Giftige Festtags-Plörre
Diese Künstler spucken zum Jahresende noch mal dazwischen
Wer sich so einen albernen Schnauzer zwirbelt, muss doch einfach lustig sein. Bei Horst Lichter lohnt der zweite Blick –und ein genaueres Hinhören. Nur weil er in fast jeder zweiten deutschen Kochshow am dampfenden Herd steht, möchte man mit ihm auch mal über den Tellerrand hinausgehen. Tatsächlich ist sein München-Besuch genau das richtige Nachdenkprogramm für die besinnliche Zeit – bittersüß abgeschmeckt und herb euphorisierend. Immerhin hat der selbsternannte Hotte mehr Seiten, als er gemeinhin zeigt. Zwei Hirnschläge und einen Herzinfarkt hat er bereits überlebt. Kein Wunder, dass er sein mindestens zweites Leben in vollen Zügen genießt. „In der Lebenskürze liegt ja bekanntermaßen auch die Würze“, sagt der Lichtermann. Und hat damit vermutlich ziemlich Recht. Seine „Keine Zeit für Arschlöcher! ... Hör auf dein Herz“-Lesung groovt seine Zuhörer auf die staaden Tage ein. „Nee, watt schön!“(Schlachthof, 20.12.)
Ein „Wenn’s denn sein muss: Frohes Fest“kann sich übrigens sogar Oliver Kalkofe abbringen. Der XXL-Zyniker, der sich so gerne kopfüber im TV-Urschlamm suhlt, lädt zu einer ganz besonderen, sicher aber nicht besinnlichen Bescherungsfeier. Dafür hat er im Sack ein Best-of seiner „Mattscheiben“des vergangenen Jahres mitgebracht. Feine Schundstücke und prickelnde Trash-Perlen also. Nicht ganz unwichtiger Zusatznutzen: Beim geschmacksfreien Wichteln können die scheußlichste, unbeliebtesten Weihnachtsgeschenke gleich mitgebracht und mit Oliver Kalkofe ausgetauscht werden. (Matthäser Filmpalast, 20.12.)

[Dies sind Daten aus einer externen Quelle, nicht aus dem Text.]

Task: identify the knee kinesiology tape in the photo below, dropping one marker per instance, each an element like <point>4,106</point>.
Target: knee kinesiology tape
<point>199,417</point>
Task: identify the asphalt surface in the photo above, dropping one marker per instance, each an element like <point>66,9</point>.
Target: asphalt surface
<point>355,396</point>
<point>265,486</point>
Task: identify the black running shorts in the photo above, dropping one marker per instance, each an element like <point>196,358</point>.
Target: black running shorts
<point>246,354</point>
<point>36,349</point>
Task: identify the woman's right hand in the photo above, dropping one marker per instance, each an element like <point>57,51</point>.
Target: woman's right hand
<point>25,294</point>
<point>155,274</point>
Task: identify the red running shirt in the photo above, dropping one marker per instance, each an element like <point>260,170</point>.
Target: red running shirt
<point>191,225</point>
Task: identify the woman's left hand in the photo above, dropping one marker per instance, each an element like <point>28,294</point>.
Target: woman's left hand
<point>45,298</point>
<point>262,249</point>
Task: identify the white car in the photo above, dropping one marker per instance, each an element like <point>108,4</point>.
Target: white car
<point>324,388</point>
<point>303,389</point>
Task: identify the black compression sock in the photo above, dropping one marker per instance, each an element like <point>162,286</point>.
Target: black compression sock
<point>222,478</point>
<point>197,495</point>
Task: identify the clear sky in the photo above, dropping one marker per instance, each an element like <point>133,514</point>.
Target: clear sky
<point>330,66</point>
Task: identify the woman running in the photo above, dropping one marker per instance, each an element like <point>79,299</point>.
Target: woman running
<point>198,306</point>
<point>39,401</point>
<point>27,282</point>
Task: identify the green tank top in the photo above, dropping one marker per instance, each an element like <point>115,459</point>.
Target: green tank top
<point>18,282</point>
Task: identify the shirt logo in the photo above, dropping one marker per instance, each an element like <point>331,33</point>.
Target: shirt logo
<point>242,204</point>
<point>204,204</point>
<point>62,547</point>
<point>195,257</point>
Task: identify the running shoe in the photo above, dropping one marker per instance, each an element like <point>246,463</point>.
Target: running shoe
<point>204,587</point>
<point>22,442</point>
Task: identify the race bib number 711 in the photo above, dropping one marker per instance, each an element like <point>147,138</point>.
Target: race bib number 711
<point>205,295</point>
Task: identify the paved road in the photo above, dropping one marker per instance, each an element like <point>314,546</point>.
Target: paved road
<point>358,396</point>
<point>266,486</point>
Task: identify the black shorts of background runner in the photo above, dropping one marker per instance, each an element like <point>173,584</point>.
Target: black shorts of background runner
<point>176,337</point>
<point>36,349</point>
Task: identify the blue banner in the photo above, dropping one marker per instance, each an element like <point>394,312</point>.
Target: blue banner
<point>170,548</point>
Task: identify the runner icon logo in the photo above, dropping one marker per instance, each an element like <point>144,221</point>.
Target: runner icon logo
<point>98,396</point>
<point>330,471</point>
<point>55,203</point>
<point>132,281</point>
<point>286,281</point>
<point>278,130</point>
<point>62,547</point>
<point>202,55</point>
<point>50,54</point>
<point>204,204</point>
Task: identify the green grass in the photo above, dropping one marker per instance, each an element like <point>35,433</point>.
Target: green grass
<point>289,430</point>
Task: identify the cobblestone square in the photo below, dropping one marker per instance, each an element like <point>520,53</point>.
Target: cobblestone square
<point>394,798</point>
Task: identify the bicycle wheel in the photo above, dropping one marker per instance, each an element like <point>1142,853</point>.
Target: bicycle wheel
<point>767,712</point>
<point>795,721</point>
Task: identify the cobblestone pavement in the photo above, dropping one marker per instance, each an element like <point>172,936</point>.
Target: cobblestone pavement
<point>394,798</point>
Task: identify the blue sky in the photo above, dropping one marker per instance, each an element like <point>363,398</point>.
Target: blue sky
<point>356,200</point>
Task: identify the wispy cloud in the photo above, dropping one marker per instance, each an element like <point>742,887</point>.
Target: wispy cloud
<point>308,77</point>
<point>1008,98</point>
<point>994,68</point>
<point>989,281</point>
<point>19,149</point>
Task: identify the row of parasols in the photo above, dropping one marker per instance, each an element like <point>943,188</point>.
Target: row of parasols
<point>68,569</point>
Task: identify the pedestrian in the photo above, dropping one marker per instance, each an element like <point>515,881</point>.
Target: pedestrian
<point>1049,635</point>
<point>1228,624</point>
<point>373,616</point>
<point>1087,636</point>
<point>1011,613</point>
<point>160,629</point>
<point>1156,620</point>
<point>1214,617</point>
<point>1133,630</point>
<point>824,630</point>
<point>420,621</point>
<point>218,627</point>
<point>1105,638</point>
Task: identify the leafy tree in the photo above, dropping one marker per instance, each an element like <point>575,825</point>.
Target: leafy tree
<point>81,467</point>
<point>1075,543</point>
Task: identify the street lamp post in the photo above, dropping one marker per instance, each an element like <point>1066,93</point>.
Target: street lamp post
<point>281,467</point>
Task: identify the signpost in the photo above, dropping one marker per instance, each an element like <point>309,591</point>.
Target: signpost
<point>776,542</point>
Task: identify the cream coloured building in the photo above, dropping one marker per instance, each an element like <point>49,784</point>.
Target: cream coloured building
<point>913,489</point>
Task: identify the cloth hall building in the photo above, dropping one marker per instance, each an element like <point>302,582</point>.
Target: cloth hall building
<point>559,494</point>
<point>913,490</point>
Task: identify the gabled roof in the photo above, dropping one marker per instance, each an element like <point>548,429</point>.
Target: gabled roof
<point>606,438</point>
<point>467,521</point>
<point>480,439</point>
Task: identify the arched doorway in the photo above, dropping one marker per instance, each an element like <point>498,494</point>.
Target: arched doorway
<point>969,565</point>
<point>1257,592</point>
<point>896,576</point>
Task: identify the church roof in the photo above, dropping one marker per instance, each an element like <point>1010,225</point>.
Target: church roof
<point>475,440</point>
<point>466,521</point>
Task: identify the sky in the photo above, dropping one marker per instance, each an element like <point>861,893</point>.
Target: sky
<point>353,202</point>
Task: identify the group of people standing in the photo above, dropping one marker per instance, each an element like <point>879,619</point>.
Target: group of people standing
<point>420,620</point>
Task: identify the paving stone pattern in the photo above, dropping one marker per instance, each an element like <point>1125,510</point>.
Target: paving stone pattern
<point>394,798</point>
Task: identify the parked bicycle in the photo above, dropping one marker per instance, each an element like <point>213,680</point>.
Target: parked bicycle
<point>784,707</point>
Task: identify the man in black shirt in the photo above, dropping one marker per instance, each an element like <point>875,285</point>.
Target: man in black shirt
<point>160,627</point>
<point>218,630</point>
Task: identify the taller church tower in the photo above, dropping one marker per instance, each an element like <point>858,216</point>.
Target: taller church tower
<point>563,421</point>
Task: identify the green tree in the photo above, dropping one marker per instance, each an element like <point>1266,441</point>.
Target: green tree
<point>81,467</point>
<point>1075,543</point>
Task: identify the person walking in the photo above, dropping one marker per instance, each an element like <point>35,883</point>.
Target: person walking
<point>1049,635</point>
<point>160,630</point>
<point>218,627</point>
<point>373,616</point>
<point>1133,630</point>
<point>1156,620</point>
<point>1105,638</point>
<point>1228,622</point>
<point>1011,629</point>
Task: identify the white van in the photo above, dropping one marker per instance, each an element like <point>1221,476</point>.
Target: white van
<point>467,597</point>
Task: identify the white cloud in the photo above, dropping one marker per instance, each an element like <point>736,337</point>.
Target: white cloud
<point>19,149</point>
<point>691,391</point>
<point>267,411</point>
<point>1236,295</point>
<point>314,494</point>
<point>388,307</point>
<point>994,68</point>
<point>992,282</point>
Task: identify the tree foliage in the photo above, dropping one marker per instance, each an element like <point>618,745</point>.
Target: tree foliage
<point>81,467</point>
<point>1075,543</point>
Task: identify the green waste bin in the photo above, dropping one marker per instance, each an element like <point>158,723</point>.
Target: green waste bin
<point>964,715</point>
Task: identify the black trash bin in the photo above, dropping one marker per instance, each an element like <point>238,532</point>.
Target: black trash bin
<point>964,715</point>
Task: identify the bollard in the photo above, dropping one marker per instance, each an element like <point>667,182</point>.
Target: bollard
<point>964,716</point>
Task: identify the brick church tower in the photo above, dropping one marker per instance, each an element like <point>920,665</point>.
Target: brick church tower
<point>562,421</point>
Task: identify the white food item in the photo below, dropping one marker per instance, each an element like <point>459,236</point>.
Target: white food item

Mit scharfem Satireblick schaut natürlich auch Andreas Rebers auf die Festtage. Und da darf bei ihm ebenfalls Popkultur- und Medienkritik nicht fehlen. „Wir leben in einer Zeit, in der für viele junge Menschen Halloween und Silvester die wichtigsten christlichen Feiertage sind“, stänkert er. Kein Wunder, in der Weihnachtszeit laufen die besten Filme im Fernsehen – jene mit dem kleinen Lord, der kleinen Fischer-Helene und dem kleinen Silbereisen. Außerdem natürlich: der Bundespräsident und „Stirb langsam“. Allerdings: „Wenn ‚Stirb langsam‘ Karfreitag gezeigt wird, kommt am Heiligen Abend ‚Terminator‘“, weiß Rebers aus langer Beobachtung. In seinem Jahresabschluss-Solo „Weihnachten mit Onkel Andi“lässt er viele Freunde auftreten – darunter den niedersächsischen Fliesenleger, Frau Flüchtling aus Syrien, Paddy O’Shonassey aus Irland und jede Menge Clowns, die den Leuten das Leben schwer machen wollen. (Lustspielhaus, 22.12.)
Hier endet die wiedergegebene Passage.